If a plaintiff files a lawsuit and argues trade secrets misappropriation, what does it need to prove?
Really stretching you, but here goes...
(1) That it has a trade secret; and
(2) That the defendant misappropriated it.
And that would be it.
My point is this, in a very general sense: As a defendant, I can't control what type of garbage the plaintiff pulls by claiming some very vague concept rises to the level of a trade secret - that is, it's so valuable that its competitors will gain a distinct economic advantage if secrecy is lost.
To parrot the person who currently is renting office space in the White House....trust me, folks. I have seen this so many times, I get physically ill. Misinformed plaintiff, bolstered by bumptious counsel, takes some "information" that couldn't possibly be valuable secret data and claims some monopolistic right to it against a former insider.
I know it's crap, and my client knows it's crap. But the legal system is not set up to get to a merits decision quickly on whether some concept, idea, or document is a "trade secret."
My other (also somewhat general) point is this: So listen, here's what I (and my client) can control. Whether the defendant engaged in an act of "misappropriation." Some know-it-all reading this post will rebut me and say that you can't determine whether there's been an act of misappropriation without knowing the trade secret.
To that, I say go find another practice area. I'll take my chances. Give me a judge or jury that uses common sense and won't be mesmerized by intricate (often contrived) theoretical arguments. All you're left with is trying to prove what your trade secret is and then dancing around the issue of how that involves my client. If my guy did nothing wrong, I'll win and you'll get your ass kicked again.
What do I mean by misappropriation? Theft, basically. In plain English, did you take something with you or share something to someone else that breached a confidentiality obligation?
There is a statute, of course, so using the Uniform Trade Secrets Act, I'll condense what the law commissioners have to say. Basically, a plaintiff can prove "misappropriation" in one of three ways:
- Improper acquisition. This is just what it sounds like. You acquired a trade secret by violating some duty the law recognizes. This is often a contract - like a non-disclosure agreement - but it also means the general obligation of loyalty employees have to their employers. That means you can't take an engineering drawing, e-mail yourself some business plan, or access a computer to download source code to a thumb drive. Those are all affirmative acts that one engages in to "acquire" information that may be trade-secret level data.
- Improper disclosure.

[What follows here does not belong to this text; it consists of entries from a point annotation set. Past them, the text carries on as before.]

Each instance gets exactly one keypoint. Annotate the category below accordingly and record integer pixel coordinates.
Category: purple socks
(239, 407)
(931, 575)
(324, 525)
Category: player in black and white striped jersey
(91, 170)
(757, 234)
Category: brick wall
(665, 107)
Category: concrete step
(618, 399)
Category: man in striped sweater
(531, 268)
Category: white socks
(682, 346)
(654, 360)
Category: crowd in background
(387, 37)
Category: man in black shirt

This, too, ain't that hard. A "disclosure" means that one with access to a trade secret tells someone else what it is. This could be a new employer, a potential business partner, or a vendor. The idea here is simple - the act of misappropriation involves some third-party, who in turn may be liable to the trade-secret owner if that third-party had reason to know something nefarious was going on.
- Improper use. A plaintiff also could try to show improper use of a trade secret. This one is harder to prove, and it's here where the "inevitable disclosure" theory often creeps into litigation. In reality, the catch-phrase "inevitable disclosure" was the wrong way to describe the theory from the beginning - it should have been the "inevitable use" doctrine. This branch of "misappropriation" is the toughest to resolve in discovery, because it often pits varying theories of what exactly the defendant is using against the breadth of what the plaintiff is trying to protect. An example helps. Suppose the plaintiff claims that a new, unreleased product in development constitutes a trade secret. What if the defendant leaves and develops his own product that may share some similar functionality or engineering concept, but that differs in significant ways from what the plaintiff had in development? Aggressive plaintiffs' lawyers always will conjure some narrative to implicate "improper use." But the defendant will usually have the equities and the optics on his side.
Remember, too, that the available remedies often are directly linked with which branch of misappropriation is at issue. A case involving improper "use" is going to raise the specter of damages, whereas a quick injunction on improper acquisition or disclosure may mean that damages takes a back seat.
All that said, if you're a defendant or a defendant's counsel, focus on misappropriation. Doing so will allow you to shift the narrative and tell an understandable story to the court. You did nothing wrong regardless of what kind of story the plaintiff is telling about the value of its own information.